# Rye Whiskey



## fitzsmoke (Mar 9, 2006)

For you who have not tried Rye Whiskey (America's original whiskey) let's start a new thread. My new value Rye is Wild Turkey 101 Rye. I don't have many Ryes' to chose from but this W.T. is really tasty. My first experience with W.T. 101 Rye was too much. It was so good I over-indulged to the point of being woozy at work until noon or so. Good thing it was a Sunday and nothing too challenging going on... Give it a go if you want to try Rye. Just do it when you don't have to work the next day....:u


----------



## punch (Mar 5, 2005)

I've been drinking Jim Beam Rye lately. I like the smoothness compared to the corn burbons. Still, I like to rotate whiskey like I rotate cigars.


----------



## fitzsmoke (Mar 9, 2006)

The local Liquor store (state run) doesn't have Jim Beam Rye. I've heard it is pretty good. Have you tried Old Overholt?


----------



## ProbFrank (Apr 5, 2006)

Old Potrero Rye form the makers of Anchor Steam Beer is a tremendous version of "Old Style" Whiskey. Although great neat or on the rocks, in an Old Fashioned or Sezerac is definately worth a try. find out more, here:

http://www.anchorbrewing.com/about_us/oldpotrero_18th.htm


----------



## cmiller (Sep 8, 2005)

I've been meening to try a rye whiskey, and the liq. store I work at part time has the Wild Turkey, Jim Beam, and a couple of others. I think you guys have talked me into it. :al


----------



## adsantos13 (Oct 10, 2006)

Rittenhouse 100 proof Bonded Rye....very good and usually less than 20 bucks. Won some awards a year or so ago and is made by Heaven Hill. Really cant go wrong there...


----------



## fitzsmoke (Mar 9, 2006)

adsantos13 said:


> Rittenhouse 100 proof Bonded Rye....very good and usually less than 20 bucks. Won some awards a year or so ago and is made by Heaven Hill. Really cant go wrong there...
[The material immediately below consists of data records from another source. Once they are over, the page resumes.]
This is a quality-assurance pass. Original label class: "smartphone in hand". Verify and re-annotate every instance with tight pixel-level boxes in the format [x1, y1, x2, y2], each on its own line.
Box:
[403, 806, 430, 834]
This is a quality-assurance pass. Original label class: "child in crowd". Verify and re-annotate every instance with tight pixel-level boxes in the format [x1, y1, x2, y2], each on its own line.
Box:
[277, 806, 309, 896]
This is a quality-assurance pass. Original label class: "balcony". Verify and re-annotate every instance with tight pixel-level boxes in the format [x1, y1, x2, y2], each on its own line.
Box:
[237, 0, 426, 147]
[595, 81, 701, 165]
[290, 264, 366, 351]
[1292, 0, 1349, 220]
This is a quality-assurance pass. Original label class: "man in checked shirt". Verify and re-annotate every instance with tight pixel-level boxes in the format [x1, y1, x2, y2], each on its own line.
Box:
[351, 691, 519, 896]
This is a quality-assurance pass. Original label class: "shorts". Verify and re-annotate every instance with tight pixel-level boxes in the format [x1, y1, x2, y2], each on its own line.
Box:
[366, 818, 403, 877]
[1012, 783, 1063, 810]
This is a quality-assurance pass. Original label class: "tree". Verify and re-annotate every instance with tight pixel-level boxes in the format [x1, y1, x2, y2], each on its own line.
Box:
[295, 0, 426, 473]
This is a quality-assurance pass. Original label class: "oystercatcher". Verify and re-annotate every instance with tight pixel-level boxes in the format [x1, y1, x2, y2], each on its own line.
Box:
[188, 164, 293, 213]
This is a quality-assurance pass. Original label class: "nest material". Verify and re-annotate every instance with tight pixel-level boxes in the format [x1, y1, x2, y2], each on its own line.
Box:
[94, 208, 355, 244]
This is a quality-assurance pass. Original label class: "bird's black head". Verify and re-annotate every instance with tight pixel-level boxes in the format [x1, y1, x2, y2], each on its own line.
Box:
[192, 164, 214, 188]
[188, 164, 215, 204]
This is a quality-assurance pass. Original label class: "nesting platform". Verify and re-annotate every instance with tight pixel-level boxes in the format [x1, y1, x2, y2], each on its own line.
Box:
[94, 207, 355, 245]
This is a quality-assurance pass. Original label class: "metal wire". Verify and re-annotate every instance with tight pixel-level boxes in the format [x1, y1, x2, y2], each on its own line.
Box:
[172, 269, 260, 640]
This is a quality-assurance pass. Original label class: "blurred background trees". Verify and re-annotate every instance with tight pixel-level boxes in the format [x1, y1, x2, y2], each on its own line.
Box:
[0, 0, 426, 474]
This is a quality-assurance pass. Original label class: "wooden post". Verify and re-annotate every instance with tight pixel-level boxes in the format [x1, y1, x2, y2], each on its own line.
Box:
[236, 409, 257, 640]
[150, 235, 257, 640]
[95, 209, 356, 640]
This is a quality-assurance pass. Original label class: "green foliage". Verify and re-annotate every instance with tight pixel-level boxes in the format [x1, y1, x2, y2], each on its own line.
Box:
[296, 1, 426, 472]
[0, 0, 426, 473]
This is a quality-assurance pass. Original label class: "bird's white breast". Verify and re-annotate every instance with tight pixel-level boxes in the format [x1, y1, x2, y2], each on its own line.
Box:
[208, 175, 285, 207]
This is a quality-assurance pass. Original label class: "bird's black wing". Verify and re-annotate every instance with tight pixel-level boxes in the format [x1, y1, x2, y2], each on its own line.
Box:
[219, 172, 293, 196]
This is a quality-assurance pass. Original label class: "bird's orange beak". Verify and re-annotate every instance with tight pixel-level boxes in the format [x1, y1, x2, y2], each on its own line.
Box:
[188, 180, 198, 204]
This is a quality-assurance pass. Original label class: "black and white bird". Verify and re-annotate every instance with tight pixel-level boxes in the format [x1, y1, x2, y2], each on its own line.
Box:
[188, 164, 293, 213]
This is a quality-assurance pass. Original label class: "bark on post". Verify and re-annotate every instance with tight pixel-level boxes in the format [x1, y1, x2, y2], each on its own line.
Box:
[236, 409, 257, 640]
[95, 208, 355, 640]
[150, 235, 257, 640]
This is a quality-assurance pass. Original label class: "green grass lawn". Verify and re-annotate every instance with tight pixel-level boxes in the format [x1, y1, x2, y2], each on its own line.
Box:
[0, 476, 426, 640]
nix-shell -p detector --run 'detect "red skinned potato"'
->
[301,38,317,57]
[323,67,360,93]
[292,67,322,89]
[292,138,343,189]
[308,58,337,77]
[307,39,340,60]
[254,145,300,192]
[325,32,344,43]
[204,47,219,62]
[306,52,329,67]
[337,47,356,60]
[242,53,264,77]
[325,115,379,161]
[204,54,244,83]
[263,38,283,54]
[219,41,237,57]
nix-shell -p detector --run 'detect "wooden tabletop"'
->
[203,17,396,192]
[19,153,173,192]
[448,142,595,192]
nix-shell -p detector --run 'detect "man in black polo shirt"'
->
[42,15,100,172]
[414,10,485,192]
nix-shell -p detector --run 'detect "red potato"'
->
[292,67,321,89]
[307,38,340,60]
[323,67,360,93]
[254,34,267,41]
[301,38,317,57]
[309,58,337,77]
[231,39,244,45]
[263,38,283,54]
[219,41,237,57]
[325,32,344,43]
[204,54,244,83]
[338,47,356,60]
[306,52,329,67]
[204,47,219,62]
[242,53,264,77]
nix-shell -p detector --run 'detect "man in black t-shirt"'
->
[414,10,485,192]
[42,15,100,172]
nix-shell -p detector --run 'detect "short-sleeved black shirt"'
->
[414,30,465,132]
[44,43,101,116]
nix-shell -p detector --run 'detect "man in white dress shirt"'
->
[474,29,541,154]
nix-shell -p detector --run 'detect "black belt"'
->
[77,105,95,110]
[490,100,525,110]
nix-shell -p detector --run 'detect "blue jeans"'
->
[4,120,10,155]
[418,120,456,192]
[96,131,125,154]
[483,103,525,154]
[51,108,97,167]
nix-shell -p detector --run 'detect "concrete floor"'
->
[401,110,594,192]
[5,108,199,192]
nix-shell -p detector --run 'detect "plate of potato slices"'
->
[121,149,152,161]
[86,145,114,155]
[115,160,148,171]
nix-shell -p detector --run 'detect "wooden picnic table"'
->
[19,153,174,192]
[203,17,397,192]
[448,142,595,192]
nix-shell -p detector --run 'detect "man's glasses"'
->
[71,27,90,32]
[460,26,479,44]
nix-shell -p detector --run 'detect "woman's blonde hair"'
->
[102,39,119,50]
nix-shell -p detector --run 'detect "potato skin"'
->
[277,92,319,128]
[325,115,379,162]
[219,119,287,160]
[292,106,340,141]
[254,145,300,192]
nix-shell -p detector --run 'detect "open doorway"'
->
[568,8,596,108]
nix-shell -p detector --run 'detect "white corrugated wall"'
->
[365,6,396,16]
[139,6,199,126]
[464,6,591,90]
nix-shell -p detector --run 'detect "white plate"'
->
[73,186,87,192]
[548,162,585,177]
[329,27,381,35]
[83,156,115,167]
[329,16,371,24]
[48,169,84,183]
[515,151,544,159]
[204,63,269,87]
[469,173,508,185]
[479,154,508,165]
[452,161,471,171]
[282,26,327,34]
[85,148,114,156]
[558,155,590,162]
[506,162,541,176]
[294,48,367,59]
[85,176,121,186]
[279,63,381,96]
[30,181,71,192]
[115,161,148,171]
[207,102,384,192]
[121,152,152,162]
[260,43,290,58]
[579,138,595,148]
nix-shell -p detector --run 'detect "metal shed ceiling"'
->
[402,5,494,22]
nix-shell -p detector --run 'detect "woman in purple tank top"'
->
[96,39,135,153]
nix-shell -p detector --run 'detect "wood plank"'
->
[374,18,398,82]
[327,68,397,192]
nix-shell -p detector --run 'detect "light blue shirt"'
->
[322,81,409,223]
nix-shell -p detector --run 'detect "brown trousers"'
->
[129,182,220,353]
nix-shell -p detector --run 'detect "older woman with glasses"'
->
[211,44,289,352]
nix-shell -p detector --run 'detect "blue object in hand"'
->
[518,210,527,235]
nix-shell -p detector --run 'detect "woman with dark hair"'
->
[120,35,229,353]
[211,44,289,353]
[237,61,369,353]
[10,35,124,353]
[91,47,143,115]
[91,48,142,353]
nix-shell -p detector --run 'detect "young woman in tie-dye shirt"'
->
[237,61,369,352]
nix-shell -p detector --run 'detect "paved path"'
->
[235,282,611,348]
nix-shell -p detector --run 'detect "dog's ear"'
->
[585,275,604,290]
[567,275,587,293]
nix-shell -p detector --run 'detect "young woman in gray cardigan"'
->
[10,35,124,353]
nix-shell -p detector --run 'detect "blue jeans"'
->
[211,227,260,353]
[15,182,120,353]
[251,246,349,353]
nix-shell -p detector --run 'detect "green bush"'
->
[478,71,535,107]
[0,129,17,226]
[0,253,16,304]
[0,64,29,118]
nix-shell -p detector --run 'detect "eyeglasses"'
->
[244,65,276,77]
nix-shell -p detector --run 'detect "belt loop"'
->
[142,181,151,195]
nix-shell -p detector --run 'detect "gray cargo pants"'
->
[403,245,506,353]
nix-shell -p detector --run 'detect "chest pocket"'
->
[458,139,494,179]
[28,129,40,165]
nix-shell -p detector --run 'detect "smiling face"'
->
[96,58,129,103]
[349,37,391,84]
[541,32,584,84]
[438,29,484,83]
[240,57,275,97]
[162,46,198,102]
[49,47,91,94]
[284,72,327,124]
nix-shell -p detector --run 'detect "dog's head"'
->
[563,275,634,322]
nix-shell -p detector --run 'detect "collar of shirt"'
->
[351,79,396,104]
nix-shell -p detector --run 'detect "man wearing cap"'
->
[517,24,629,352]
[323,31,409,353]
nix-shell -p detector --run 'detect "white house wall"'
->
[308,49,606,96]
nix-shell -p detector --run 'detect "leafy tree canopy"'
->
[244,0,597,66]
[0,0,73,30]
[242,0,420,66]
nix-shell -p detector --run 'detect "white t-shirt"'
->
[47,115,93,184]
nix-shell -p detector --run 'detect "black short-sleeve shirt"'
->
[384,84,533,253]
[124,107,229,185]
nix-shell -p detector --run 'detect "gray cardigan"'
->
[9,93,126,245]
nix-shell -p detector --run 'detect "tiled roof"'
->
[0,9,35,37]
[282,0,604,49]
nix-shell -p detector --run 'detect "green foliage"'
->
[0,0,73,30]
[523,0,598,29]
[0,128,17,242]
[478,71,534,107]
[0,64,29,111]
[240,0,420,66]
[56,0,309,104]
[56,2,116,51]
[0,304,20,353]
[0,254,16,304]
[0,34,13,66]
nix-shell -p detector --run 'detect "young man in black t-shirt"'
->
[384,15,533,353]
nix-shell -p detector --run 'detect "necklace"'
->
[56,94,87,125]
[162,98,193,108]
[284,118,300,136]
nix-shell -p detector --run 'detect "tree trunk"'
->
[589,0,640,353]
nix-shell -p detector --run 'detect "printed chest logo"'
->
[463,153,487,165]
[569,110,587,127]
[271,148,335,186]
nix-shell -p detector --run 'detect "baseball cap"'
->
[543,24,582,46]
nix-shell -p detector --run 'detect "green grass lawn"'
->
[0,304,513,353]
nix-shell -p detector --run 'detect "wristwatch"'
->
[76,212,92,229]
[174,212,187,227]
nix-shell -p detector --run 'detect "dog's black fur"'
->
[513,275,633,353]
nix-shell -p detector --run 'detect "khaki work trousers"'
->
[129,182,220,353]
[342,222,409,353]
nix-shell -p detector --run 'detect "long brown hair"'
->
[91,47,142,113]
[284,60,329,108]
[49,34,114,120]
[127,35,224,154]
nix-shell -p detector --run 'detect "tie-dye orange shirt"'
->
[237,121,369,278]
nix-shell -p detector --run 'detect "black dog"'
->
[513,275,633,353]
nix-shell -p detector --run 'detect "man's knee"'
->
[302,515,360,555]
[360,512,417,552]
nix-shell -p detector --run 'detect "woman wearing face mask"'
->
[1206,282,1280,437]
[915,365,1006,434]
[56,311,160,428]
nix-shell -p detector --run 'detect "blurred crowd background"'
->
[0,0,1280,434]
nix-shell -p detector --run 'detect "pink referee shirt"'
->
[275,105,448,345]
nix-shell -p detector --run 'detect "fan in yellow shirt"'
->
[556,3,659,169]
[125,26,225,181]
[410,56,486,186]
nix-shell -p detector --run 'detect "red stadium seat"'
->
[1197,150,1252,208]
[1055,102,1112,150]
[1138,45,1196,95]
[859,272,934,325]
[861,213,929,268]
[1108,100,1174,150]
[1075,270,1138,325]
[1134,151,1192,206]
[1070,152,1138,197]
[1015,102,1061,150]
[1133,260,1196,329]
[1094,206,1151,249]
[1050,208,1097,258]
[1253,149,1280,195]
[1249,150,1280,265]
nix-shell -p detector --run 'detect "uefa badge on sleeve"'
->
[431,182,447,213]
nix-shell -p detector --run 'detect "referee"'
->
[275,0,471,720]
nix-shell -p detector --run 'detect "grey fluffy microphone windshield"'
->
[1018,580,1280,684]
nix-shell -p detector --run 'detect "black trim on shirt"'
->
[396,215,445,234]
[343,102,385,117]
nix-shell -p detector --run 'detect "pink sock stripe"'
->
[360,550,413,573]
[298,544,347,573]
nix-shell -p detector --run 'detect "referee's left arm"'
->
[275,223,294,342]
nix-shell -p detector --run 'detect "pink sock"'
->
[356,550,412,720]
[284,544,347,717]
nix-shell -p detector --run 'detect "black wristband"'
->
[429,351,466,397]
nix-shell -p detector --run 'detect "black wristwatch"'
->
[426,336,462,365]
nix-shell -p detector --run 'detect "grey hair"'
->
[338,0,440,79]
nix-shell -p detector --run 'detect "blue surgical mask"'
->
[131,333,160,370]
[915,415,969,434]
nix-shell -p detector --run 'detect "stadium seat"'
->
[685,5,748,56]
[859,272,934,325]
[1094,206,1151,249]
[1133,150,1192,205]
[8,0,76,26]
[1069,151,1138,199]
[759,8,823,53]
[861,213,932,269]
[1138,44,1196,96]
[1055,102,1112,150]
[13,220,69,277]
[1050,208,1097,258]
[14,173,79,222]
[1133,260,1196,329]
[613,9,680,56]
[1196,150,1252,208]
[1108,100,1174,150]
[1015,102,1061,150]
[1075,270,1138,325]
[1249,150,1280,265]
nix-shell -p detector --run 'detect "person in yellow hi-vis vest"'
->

Haven't seen it in the local L.S.'s. Will try it sometime. I've heard good things about it.


----------



## cigar_joel (May 16, 2006)

ProbFrank said:


> Old Potrero Rye form the makers of Anchor Steam Beer is a tremendous version of "Old Style" Whiskey. Although great neat or on the rocks, in an Old Fashioned or Sezerac is definately worth a try. find out more, here:
> 
> http://www.anchorbrewing.com/about_us/oldpotrero_18th.htm


I love bourboun and i love Anchor Steam, one of my all time favorite beers. I will give this a try. thanks for the heads up!!!


----------



## adsantos13 (Oct 10, 2006)

fitzsmoke said:


> Haven't seen it in the local L.S.'s. Will try it sometime. I've heard good things about it.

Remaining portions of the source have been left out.